I have some module in OSGi project.

payment
  - payment-api
  - payment-impl

in payment-api I have interface UserService

public interface UserService{
    String method1(String p1, int p2);
    String method2(String p1);
}

And implementation

public class UserServiceImpl implements UserService{

@Override
public String method1(String p1, int p2){
   //code
   returnt result;
  }

@Override
public String method2(String p1){
   //code
   returnt result;
  }
}

And my module payment-impl has dependency

<dependency>
        <groupId>mydomain</groupId>
        <artifactId>payment-api</artifactId>
        <version>1.0.0</version>
    </dependency>

It work fine. But now, if i tried add new mrthod to UserService and after override this method in UserServiceImpl I have error:

public interface UserService{
        String method1(String p1, int p2);
        String method2(String p1);
        String test(int a);
    }

and

@Override
    public String test(int a) {
        return "sdfsdff";
    }

java:[94,9] method does not override or implement a method from a supertype

But if I delete @Override annotation all work fine. I cn not understand why? how can this be?

 interface Y{
    String method();
    }

public class X implemets Y{
  @Override
  String method(){
  return "some string";
   }//is error

//------


String method(){
  return "some string";
   }//is fine

}

And if I not implements this method compiler swears. And by default IDE override methosd with annotation. And another methods which have already been implemented work fine without annotations

The impl module might be referencing a stale version of the api module. You might want to rename your version 1.0.0-SNAPSHOT , clear your local maven repository (typically found in ~/.m2/repository ), and then clean and rebuild the product.
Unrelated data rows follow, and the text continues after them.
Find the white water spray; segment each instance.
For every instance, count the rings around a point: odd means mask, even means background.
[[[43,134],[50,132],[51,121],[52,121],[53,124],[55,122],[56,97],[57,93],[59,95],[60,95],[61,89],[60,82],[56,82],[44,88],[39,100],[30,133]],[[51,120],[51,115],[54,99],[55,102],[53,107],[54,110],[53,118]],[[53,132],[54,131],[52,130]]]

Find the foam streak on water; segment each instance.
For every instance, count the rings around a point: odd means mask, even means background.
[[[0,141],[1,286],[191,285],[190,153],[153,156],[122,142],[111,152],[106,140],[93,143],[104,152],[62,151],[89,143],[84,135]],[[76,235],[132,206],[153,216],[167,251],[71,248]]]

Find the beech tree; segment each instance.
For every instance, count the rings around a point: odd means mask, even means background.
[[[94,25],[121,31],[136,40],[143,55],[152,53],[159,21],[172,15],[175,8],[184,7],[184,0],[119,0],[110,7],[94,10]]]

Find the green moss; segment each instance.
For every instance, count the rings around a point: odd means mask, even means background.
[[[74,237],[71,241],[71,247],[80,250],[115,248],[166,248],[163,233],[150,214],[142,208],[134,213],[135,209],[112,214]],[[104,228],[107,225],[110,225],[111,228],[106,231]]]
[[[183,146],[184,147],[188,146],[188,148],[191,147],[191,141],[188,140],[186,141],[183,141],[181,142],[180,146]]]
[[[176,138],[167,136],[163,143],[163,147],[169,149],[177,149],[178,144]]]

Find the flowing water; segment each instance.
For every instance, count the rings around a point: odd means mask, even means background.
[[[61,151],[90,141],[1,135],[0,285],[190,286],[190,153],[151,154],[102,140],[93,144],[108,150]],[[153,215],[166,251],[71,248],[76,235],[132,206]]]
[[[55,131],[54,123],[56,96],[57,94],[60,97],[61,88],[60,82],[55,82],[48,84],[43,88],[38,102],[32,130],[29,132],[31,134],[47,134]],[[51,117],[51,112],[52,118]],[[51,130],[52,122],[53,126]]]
I am uncertain whether suffixing the version with SNAPSHOT is important here, but it is not a bad practice to do so while the product is in development.

I am also uncertain exactly why you might have hit a stale version of the module. To really dig deep into the problem I would recommend:

  1. Inspect the classpath that you use for running the application to determine/confirm the location where the api jar is being used from.
  2. Understand what sequence of events ensures that that jar gets refreshed with your latest built code. Perhaps you always need to invoke mvn install and cannot just rely on the IDE compilation process, that I'm not sure.